He looked forward to it with relief, as a period of somnolence and prolonged rest—the mental stress and labor of the past days had wearied him of the active contact with men and events. He was glad that they were, practically, solved, at an end—the towering columns of figures, the perplexing problems of equity, the far-reaching decisions.
In rehearsing his course it seemed impossible to have hit upon a better, a more comprehensive, plan. There was hardly a family he knew of in the valley of which some member might not now have his chance. That, an opportunity for all, was what Gordon was providing.

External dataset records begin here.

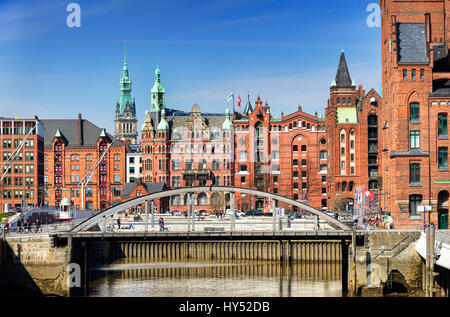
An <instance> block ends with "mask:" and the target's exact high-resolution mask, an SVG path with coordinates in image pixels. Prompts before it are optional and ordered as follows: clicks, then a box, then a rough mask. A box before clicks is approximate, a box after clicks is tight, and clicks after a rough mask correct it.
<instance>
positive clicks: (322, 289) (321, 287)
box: [89, 259, 343, 297]
mask: <svg viewBox="0 0 450 317" xmlns="http://www.w3.org/2000/svg"><path fill="white" fill-rule="evenodd" d="M90 275H91V282H90V294H89V295H90V296H93V297H95V296H107V297H115V296H132V297H341V296H343V293H342V279H341V264H340V263H303V264H281V263H274V262H261V261H233V262H227V261H179V262H176V261H167V262H165V261H153V262H149V261H148V260H141V259H124V260H119V261H116V262H114V263H112V264H111V265H108V266H106V267H100V268H96V269H93V270H92V271H91V274H90Z"/></svg>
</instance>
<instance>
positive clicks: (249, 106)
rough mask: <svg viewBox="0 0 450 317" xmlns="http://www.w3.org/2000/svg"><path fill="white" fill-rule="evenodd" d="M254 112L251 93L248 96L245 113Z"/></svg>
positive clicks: (245, 108) (247, 97)
mask: <svg viewBox="0 0 450 317" xmlns="http://www.w3.org/2000/svg"><path fill="white" fill-rule="evenodd" d="M252 112H253V107H252V104H251V103H250V94H248V96H247V103H246V104H245V108H244V114H249V113H252Z"/></svg>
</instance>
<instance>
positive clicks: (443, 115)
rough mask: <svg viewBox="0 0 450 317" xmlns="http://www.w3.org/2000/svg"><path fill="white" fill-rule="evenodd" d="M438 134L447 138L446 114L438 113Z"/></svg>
mask: <svg viewBox="0 0 450 317" xmlns="http://www.w3.org/2000/svg"><path fill="white" fill-rule="evenodd" d="M438 136H439V138H445V137H447V138H448V117H447V114H439V115H438Z"/></svg>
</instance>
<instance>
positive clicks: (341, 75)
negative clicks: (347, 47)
mask: <svg viewBox="0 0 450 317" xmlns="http://www.w3.org/2000/svg"><path fill="white" fill-rule="evenodd" d="M334 83H336V86H337V87H351V86H352V79H351V77H350V72H349V71H348V66H347V61H346V59H345V53H344V50H342V52H341V57H340V59H339V66H338V70H337V72H336V79H335V82H333V83H332V85H333V84H334Z"/></svg>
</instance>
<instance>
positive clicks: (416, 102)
mask: <svg viewBox="0 0 450 317" xmlns="http://www.w3.org/2000/svg"><path fill="white" fill-rule="evenodd" d="M409 119H410V120H420V105H419V104H418V103H417V102H413V103H411V104H410V105H409Z"/></svg>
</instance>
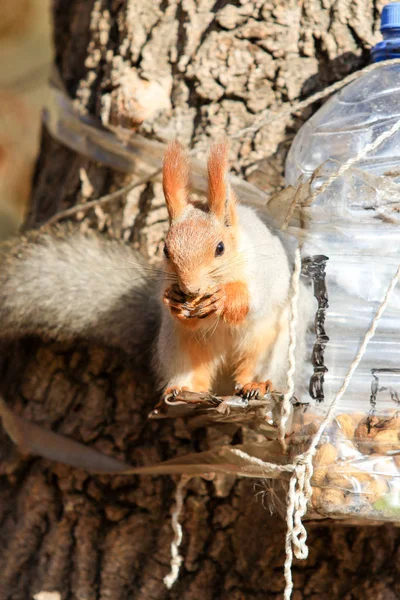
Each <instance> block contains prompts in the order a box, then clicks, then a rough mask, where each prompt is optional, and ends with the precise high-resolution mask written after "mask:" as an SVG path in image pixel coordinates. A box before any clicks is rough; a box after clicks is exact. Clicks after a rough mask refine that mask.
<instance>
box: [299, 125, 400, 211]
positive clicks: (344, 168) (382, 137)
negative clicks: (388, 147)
mask: <svg viewBox="0 0 400 600" xmlns="http://www.w3.org/2000/svg"><path fill="white" fill-rule="evenodd" d="M399 129H400V119H399V120H398V121H396V123H395V124H394V125H393V126H392V127H391V128H390V129H387V130H386V131H384V132H383V133H381V135H379V136H378V137H377V138H376V140H374V141H373V142H371V143H370V144H367V145H366V146H364V148H362V149H361V150H360V152H359V153H358V154H356V156H353V157H352V158H350V159H349V160H348V161H347V162H345V163H343V164H342V165H341V166H340V167H339V169H337V171H335V172H334V173H332V174H331V175H329V177H327V179H326V180H325V181H324V183H323V184H322V185H321V187H320V188H318V189H316V190H314V192H313V193H312V194H311V196H310V198H309V199H308V200H307V205H310V204H312V203H313V202H314V200H315V198H316V197H317V196H319V195H320V194H322V193H323V192H325V191H326V190H327V189H328V187H329V186H330V185H331V183H333V182H334V181H336V179H338V178H339V177H341V176H342V175H343V174H344V173H345V172H346V171H348V170H349V169H350V168H351V167H352V166H353V165H354V164H355V163H357V162H359V161H360V160H362V159H363V158H365V157H366V156H367V155H368V154H369V153H370V152H372V151H373V150H376V149H377V148H378V146H380V145H381V144H382V143H383V142H384V141H386V140H387V139H389V138H390V137H392V135H394V134H395V133H397V132H398V131H399Z"/></svg>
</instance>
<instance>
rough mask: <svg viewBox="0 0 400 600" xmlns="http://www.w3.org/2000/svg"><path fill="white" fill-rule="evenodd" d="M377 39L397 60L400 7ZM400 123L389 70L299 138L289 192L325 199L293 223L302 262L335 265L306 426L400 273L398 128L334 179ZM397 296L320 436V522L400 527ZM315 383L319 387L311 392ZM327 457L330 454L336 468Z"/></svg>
mask: <svg viewBox="0 0 400 600" xmlns="http://www.w3.org/2000/svg"><path fill="white" fill-rule="evenodd" d="M381 31H382V34H383V38H384V40H383V41H382V42H380V43H379V44H377V45H376V46H375V47H374V48H373V49H372V52H371V55H372V60H374V61H376V62H378V61H381V60H385V59H390V58H399V57H400V3H395V4H389V5H387V6H385V7H384V8H383V12H382V21H381ZM399 120H400V65H397V64H392V65H391V64H389V65H383V66H382V67H378V68H377V69H375V70H372V71H370V72H367V73H364V74H362V75H361V76H360V78H359V79H357V80H355V81H354V82H353V83H351V84H349V85H348V86H346V87H344V88H343V89H342V90H341V91H339V92H338V93H337V94H336V95H334V96H333V97H331V98H330V99H329V100H328V101H327V102H326V103H325V105H324V106H323V107H322V108H321V109H320V110H318V111H317V113H316V114H315V115H314V116H313V117H312V118H311V119H310V120H309V121H307V123H305V125H303V127H302V128H301V129H300V131H299V133H298V134H297V136H296V138H295V139H294V142H293V144H292V147H291V149H290V152H289V155H288V158H287V163H286V182H287V184H291V185H293V186H296V185H299V183H300V185H302V184H303V183H304V182H307V181H308V184H309V185H310V190H311V192H310V193H311V195H312V197H313V198H314V195H315V192H317V191H318V192H319V193H318V195H316V197H315V198H314V201H313V202H312V203H311V204H310V205H309V206H302V207H300V208H298V214H297V215H295V217H294V218H293V219H292V222H291V224H290V225H291V231H293V232H294V233H296V232H297V233H298V234H299V239H300V240H301V242H302V255H303V265H304V264H307V263H306V260H308V261H310V260H311V264H312V265H313V269H314V271H317V272H318V269H320V267H321V265H322V264H323V263H324V259H322V262H321V256H319V258H317V259H315V256H316V255H323V256H325V257H327V259H328V260H327V262H326V280H325V281H326V287H327V298H326V294H325V290H324V284H323V282H321V275H322V271H319V276H320V279H319V282H317V285H316V288H315V289H316V296H319V298H320V307H319V310H318V312H317V316H316V327H315V332H314V333H312V334H310V336H309V338H308V345H307V352H308V357H309V360H308V361H306V364H305V365H303V367H302V370H301V371H300V373H301V376H300V381H301V383H300V384H299V386H298V388H299V389H298V390H297V394H298V397H299V398H300V400H301V401H302V402H309V403H310V405H309V407H308V412H311V415H310V416H309V417H308V422H310V418H311V421H313V420H314V421H315V420H317V421H318V413H319V412H320V413H322V415H323V414H325V413H326V409H327V406H328V405H329V404H330V402H331V401H332V400H333V398H334V397H335V395H336V393H337V392H338V391H339V389H340V387H341V385H342V383H343V381H344V379H345V376H346V374H347V372H348V370H349V367H350V365H351V364H352V363H353V361H354V360H355V358H356V357H357V356H358V353H359V350H360V347H361V343H362V341H363V339H364V336H365V334H366V332H367V331H368V329H369V327H370V326H371V323H372V320H373V318H374V316H375V315H376V313H377V311H378V309H379V307H380V306H381V304H382V302H383V299H384V296H385V293H386V291H387V289H388V286H389V284H390V282H391V281H392V279H393V277H394V275H395V273H396V271H397V268H398V267H399V265H400V127H399V131H397V133H396V134H395V135H391V137H389V138H387V139H386V141H384V142H383V143H381V144H380V145H379V146H378V147H377V148H376V149H375V150H374V151H372V152H369V153H368V155H366V156H364V157H363V158H362V160H358V161H356V162H355V164H354V165H352V166H351V167H350V168H349V169H348V170H347V171H346V172H343V171H341V172H342V174H341V175H340V176H339V177H335V180H334V181H333V182H332V179H333V178H332V177H330V176H332V175H333V174H335V175H336V176H337V175H338V169H339V168H340V167H341V166H342V165H344V164H345V163H348V161H349V160H351V159H354V158H355V157H357V156H359V155H360V153H362V152H363V151H364V152H365V150H366V149H369V146H370V145H371V143H372V142H374V141H375V140H377V138H378V137H379V136H381V135H382V134H383V133H384V132H389V131H390V130H391V129H392V128H393V127H394V126H395V124H396V123H399ZM311 177H312V178H311ZM328 177H330V180H329V181H330V183H329V185H328V182H327V178H328ZM299 178H300V182H299ZM310 178H311V179H310ZM324 183H325V185H324ZM322 186H323V187H322ZM313 257H314V258H313ZM312 261H314V262H312ZM398 288H399V286H398V287H397V288H395V290H394V294H393V295H392V297H391V300H390V302H389V304H388V305H387V307H386V310H385V312H384V314H383V317H382V318H381V320H380V322H379V324H378V328H377V330H376V333H375V336H374V337H373V339H372V340H371V341H370V342H369V344H368V346H367V349H366V352H365V354H364V355H363V357H362V359H361V362H360V364H359V366H358V367H357V369H356V371H355V372H354V374H353V376H352V378H351V380H350V384H349V386H348V388H347V391H346V393H345V394H344V396H343V397H342V399H341V401H340V402H339V404H338V405H337V406H336V407H335V415H336V421H334V422H333V424H332V426H331V427H330V428H329V429H327V430H326V431H325V433H324V436H323V438H322V445H320V448H319V452H320V455H321V460H320V463H318V460H317V458H316V460H315V464H314V483H313V485H314V486H315V487H317V488H318V490H317V491H314V496H315V498H314V500H315V502H316V504H315V506H316V509H317V513H318V514H319V515H321V514H322V515H328V516H337V517H340V518H345V517H347V518H348V517H351V518H355V519H359V518H361V519H372V520H375V519H377V520H382V519H388V520H398V519H399V514H400V469H399V465H400V461H398V455H399V454H400V290H399V289H398ZM321 315H322V317H321ZM324 317H325V321H324ZM324 330H325V331H324ZM325 333H326V336H328V337H326V336H325ZM328 338H329V339H328ZM321 342H322V343H321ZM313 371H314V373H313ZM313 377H314V382H315V381H316V382H317V384H318V385H314V386H313V385H312V383H309V382H312V381H313ZM310 396H311V399H310ZM323 397H325V401H322V400H323ZM303 413H304V408H302V409H301V410H300V411H299V412H297V413H296V412H295V419H294V428H295V429H294V430H295V431H296V427H299V424H300V431H303V434H305V433H306V430H305V429H304V427H303V429H302V425H301V424H302V421H301V419H302V418H304V417H301V415H302V414H303ZM299 414H300V417H299ZM305 422H306V421H305V420H304V423H305ZM297 430H298V431H299V429H297ZM325 451H326V452H325ZM323 452H325V454H326V455H328V454H330V455H332V456H331V458H330V459H329V464H328V460H325V459H326V456H325V459H324V460H322V454H323Z"/></svg>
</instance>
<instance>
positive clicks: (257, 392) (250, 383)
mask: <svg viewBox="0 0 400 600" xmlns="http://www.w3.org/2000/svg"><path fill="white" fill-rule="evenodd" d="M235 390H236V394H237V395H238V396H242V397H243V398H246V400H251V399H253V398H254V399H257V398H263V397H264V396H265V395H266V394H268V393H270V392H273V391H274V386H273V385H272V382H271V381H270V380H269V379H267V381H254V382H252V383H246V384H245V385H241V384H238V385H236V388H235Z"/></svg>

A number of horses were already hitched along the rail outside Valentine Simmons’ store; soon the rail would hardly afford room for another animal. He passed the Presbyterian Church, Dr. Pelliter’s drugstore and dwelling, and approached his home. Seen from the road the long roof was variously colored from various additions; there were regions of rusty tar-paper, of tin with blistered remnants of dull red paint, of dark, irregular shingling.
It was a dwelling weather-beaten and worn, the latest addition already discolored by the elements, blended with the nondescript whole. It was like himself, Gordon Makimmon recognized; in him, as in the house below, things tedious or terrible had happened, the echoes of which lingered within the old walls, within his brain.... Now it was good that winter was coming, when they would lie through the long nights folded in snow, in beneficent quietude.
There were some final details to complete in his papers. He took off his overcoat, laid it upon the safe, and flung the Bugle on the table, where it fell half open and neglected. The names traced by his scratching pen brought clearly before him the individuals designated: Elias Wellbogast had a long, tangled grey beard and a gaze that peered anxiously through a settling blindness. Thirty acres—eight dollars an acre. P. Ville was a swarthy foreigner, called, in Greenstream, the Portugee; every crop he planted grew as if by magic. Old Matthew Zane would endeavor to borrow from Gordon the money with which to repurchase the option he had granted.
He worked steadily, while the rectangles of sunlight cast through the windows on the floor shortened and shifted their place. He worked until the figures swam before his eyes, when he laid aside the pen, and picked up the Bugle, glancing carelessly over the first page.
His attention immediately concentrated on the headlines of the left-hand column, his gaze had caught the words, “Tennessee and Northern.”
“Goddy!” he exclaimed aloud; “they’ve got it in the Bugle, the railroad coming and all.”
He was glad that the information had been printed, it would materially assist in the announcement and carrying out of his plan. He folded the paper more compactly, leaned back in his chair to read ... Why!... Why, damn it! they had it all wrong; they were entirely mistaken; they had printed a deliberate—a deliberate—
He stopped reading to marshal his surprised and scattered faculties. Then, with a rigid countenance, he pursued the article to the end. When he had finished his gaze remained subconsciously fastened upon the paper, upon the advertisement of a man who paid for and removed the bodies of dead animals.